If a production is increased, the fixed costs (e.g. rent and wages) are distributed over a larger quantity of products, while the Unit cost (costs incurred to produce a piece).

The resulting additional costs define the term
Marginal cost. In most cases, the marginal costs decrease as a company produces more units. A fact that can be very lucrative, especially for manufacturers with high fixed costs.

Calculation factor marginal costs

From a business point of view, marginal costs are an important factor in calculating costs.

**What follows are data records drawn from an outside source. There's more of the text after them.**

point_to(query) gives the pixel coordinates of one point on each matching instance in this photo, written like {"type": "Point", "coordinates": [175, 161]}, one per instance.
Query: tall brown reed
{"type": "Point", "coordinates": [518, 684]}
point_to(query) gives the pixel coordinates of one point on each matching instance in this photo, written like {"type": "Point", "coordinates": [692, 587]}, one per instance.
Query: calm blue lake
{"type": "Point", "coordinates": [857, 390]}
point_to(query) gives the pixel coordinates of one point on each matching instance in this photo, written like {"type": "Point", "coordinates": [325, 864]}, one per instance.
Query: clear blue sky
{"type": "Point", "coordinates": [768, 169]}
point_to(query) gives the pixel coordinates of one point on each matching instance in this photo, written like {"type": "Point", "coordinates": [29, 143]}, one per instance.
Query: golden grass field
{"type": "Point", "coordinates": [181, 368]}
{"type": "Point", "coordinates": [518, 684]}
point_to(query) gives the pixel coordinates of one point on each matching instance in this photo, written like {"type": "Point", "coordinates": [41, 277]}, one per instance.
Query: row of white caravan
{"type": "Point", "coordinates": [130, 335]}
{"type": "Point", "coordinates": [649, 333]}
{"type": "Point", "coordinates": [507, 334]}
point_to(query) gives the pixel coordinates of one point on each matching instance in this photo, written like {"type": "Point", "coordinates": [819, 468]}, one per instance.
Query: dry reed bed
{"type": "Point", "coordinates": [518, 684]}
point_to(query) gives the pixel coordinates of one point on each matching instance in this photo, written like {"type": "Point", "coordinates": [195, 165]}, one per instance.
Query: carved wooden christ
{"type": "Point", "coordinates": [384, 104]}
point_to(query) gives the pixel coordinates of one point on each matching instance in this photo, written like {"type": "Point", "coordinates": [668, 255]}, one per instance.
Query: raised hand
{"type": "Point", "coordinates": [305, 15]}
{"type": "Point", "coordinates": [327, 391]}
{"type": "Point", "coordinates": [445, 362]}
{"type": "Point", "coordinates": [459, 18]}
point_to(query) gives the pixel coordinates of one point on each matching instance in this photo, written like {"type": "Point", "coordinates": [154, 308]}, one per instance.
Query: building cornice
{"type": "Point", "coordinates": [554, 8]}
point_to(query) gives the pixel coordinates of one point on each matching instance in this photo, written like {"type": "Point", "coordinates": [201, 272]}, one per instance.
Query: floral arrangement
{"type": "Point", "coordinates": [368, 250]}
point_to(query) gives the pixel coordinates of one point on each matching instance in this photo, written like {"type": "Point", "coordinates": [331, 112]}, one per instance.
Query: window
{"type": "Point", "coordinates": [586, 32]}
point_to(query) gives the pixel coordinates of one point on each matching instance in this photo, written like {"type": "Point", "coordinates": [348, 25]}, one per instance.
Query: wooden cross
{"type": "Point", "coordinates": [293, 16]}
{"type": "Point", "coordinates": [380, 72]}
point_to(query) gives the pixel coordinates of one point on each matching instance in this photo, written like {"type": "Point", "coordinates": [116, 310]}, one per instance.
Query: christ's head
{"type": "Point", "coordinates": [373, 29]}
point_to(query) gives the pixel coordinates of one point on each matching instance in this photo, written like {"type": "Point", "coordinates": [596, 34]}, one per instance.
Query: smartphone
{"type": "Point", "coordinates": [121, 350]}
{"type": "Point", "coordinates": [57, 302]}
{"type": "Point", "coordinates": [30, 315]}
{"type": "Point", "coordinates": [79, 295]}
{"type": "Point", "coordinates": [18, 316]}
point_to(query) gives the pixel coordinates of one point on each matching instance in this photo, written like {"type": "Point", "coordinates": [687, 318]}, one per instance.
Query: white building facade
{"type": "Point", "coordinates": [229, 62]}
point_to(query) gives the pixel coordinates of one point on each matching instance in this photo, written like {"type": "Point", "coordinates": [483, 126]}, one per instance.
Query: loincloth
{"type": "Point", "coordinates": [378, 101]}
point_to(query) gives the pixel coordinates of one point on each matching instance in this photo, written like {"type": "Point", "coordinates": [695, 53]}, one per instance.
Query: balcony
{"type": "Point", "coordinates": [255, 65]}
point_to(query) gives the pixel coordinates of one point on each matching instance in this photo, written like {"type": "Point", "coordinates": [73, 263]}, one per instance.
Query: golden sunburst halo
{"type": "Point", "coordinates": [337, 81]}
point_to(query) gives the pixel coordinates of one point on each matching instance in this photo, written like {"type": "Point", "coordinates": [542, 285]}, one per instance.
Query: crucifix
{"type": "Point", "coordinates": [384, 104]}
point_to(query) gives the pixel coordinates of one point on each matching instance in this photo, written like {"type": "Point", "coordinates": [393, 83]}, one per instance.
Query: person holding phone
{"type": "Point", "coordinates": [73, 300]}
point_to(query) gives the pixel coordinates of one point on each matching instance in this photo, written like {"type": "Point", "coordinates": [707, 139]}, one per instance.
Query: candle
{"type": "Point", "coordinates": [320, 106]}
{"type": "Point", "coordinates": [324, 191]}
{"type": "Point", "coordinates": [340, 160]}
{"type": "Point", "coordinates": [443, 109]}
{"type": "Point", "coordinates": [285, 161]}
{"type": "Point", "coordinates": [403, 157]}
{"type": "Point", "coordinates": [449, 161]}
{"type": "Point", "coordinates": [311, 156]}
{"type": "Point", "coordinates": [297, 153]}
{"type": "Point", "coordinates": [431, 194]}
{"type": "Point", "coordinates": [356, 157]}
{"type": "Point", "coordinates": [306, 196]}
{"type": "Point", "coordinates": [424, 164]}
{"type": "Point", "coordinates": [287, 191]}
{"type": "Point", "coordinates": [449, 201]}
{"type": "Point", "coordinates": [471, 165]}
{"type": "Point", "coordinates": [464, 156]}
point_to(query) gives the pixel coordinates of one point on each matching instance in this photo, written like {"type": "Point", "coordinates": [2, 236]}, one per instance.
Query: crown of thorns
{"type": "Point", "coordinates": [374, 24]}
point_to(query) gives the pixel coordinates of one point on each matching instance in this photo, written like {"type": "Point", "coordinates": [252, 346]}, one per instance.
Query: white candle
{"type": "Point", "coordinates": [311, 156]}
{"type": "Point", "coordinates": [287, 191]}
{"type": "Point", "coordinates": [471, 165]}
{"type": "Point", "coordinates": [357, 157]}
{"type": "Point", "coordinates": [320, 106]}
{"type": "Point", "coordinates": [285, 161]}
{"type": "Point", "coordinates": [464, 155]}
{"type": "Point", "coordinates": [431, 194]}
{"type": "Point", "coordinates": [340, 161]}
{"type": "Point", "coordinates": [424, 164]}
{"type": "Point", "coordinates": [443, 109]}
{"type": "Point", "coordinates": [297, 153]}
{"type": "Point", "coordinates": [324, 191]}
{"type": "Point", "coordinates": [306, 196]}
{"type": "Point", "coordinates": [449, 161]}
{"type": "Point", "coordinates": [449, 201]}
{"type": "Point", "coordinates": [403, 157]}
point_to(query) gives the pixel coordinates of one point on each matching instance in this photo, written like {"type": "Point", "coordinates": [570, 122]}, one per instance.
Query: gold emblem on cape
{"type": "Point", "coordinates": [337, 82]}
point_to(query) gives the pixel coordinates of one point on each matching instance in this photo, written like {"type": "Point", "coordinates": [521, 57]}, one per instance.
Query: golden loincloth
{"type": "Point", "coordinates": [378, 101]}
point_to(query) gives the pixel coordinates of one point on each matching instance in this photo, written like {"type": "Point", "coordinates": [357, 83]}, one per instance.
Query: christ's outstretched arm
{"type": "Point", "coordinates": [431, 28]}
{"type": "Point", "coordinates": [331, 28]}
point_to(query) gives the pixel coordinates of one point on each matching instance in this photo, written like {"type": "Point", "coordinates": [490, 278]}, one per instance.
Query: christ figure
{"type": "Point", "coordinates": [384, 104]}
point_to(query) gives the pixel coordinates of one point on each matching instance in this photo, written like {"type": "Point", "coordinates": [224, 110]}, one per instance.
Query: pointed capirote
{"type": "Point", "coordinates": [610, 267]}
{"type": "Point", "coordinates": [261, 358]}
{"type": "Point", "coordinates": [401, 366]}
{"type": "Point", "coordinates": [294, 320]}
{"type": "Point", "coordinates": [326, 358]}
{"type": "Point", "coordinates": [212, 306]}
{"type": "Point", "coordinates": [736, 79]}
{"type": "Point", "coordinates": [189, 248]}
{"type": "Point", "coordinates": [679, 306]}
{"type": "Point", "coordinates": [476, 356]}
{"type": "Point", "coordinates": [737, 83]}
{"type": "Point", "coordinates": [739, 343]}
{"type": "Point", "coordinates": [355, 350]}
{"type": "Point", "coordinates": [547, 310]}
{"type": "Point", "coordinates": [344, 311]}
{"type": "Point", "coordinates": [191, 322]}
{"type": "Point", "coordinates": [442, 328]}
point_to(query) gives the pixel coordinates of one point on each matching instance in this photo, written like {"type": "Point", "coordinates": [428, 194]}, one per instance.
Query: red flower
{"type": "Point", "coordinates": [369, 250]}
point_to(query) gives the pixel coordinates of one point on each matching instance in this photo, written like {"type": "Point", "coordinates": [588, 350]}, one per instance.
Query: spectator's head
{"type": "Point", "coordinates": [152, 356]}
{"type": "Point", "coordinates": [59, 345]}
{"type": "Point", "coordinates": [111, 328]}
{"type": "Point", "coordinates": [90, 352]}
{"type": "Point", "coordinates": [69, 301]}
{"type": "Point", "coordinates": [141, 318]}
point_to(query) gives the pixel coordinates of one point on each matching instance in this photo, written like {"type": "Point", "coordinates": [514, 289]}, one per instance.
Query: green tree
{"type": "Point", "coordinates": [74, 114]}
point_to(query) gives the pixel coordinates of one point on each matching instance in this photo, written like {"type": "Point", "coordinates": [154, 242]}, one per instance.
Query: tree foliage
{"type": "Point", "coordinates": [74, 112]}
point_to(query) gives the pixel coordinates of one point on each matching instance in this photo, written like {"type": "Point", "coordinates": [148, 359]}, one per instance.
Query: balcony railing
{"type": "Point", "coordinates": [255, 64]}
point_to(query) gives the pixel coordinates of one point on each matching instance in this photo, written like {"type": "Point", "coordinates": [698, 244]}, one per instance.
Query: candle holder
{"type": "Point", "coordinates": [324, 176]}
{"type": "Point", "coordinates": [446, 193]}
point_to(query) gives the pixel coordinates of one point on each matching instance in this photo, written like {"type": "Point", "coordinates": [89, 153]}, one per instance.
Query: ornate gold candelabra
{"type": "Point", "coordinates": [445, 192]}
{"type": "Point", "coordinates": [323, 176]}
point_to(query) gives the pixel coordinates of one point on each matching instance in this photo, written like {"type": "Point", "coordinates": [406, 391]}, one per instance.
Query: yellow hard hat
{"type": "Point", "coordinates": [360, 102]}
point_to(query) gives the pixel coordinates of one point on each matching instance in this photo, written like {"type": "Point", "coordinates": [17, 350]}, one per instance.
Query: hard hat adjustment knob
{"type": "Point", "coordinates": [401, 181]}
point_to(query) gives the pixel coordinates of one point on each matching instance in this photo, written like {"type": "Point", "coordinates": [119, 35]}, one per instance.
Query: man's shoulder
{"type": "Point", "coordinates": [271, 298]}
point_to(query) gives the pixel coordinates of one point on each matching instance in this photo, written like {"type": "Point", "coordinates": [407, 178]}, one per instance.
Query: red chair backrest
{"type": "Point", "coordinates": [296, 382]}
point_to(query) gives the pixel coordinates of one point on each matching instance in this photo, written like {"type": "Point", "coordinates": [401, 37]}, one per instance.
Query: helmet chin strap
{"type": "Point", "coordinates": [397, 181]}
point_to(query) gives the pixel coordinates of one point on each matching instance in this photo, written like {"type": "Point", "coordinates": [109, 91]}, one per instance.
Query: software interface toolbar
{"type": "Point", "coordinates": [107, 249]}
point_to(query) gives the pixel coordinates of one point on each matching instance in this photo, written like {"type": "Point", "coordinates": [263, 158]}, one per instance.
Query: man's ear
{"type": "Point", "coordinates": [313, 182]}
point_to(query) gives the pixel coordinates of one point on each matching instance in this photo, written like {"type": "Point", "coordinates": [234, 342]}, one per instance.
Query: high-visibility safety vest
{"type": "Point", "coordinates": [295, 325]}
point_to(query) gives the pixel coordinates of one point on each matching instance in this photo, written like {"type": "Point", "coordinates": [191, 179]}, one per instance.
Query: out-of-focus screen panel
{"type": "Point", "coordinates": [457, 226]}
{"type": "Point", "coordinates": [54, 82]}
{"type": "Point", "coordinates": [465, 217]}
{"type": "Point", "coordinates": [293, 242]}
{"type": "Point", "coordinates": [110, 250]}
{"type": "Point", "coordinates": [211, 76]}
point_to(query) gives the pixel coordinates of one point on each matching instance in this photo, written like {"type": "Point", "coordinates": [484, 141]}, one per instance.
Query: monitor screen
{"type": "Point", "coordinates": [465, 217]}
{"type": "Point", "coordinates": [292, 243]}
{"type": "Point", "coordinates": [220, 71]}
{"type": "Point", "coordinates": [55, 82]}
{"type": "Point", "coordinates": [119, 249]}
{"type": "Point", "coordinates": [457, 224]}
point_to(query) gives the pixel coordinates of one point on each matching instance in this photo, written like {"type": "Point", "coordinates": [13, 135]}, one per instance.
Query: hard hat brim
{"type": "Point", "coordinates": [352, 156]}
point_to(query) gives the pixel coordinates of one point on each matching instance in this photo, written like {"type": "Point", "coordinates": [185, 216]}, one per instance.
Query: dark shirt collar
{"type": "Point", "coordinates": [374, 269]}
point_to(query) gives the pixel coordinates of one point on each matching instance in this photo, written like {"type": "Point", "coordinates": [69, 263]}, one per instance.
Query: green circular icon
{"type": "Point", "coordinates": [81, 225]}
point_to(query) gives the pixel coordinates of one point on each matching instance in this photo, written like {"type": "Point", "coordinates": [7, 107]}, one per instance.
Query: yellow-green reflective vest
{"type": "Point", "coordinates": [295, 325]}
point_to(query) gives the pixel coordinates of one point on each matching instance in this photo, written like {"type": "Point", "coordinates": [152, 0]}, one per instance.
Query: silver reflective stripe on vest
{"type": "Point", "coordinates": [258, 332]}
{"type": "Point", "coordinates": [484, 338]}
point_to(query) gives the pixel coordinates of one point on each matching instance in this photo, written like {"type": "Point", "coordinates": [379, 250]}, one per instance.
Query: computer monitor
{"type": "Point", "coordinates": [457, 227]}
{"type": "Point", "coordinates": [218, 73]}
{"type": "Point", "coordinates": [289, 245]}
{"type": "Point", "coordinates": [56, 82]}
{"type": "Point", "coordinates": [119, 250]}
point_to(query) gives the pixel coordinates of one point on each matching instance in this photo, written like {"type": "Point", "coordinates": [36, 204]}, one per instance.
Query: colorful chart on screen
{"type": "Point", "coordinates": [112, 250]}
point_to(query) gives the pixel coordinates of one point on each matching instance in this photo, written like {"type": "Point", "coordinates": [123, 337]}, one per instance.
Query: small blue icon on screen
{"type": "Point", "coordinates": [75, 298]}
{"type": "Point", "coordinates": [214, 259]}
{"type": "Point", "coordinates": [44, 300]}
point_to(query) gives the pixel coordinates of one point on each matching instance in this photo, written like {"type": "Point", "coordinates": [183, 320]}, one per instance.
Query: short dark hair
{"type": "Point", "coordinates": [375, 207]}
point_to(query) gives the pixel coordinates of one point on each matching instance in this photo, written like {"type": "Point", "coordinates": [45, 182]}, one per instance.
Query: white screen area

Because only with an exact cost history can the real production costs be determined and made concrete Pricing policy possible.

A distinction is made between proportional or linear and non-linear costs.

Linear and non-linear cost development

linear cost history - It is a linear cost if the cost increases proportionally with the increase in production. This means that the total costs are distributed over the proportionally growing production units.

However, a completely linear cost curve hardly ever occurs in practice, because this presupposes a production without any error.

non-linear cost curve - More practical relevance is the non-linear (degressive) cost curve, in which the increase in costs decreases with increasing production.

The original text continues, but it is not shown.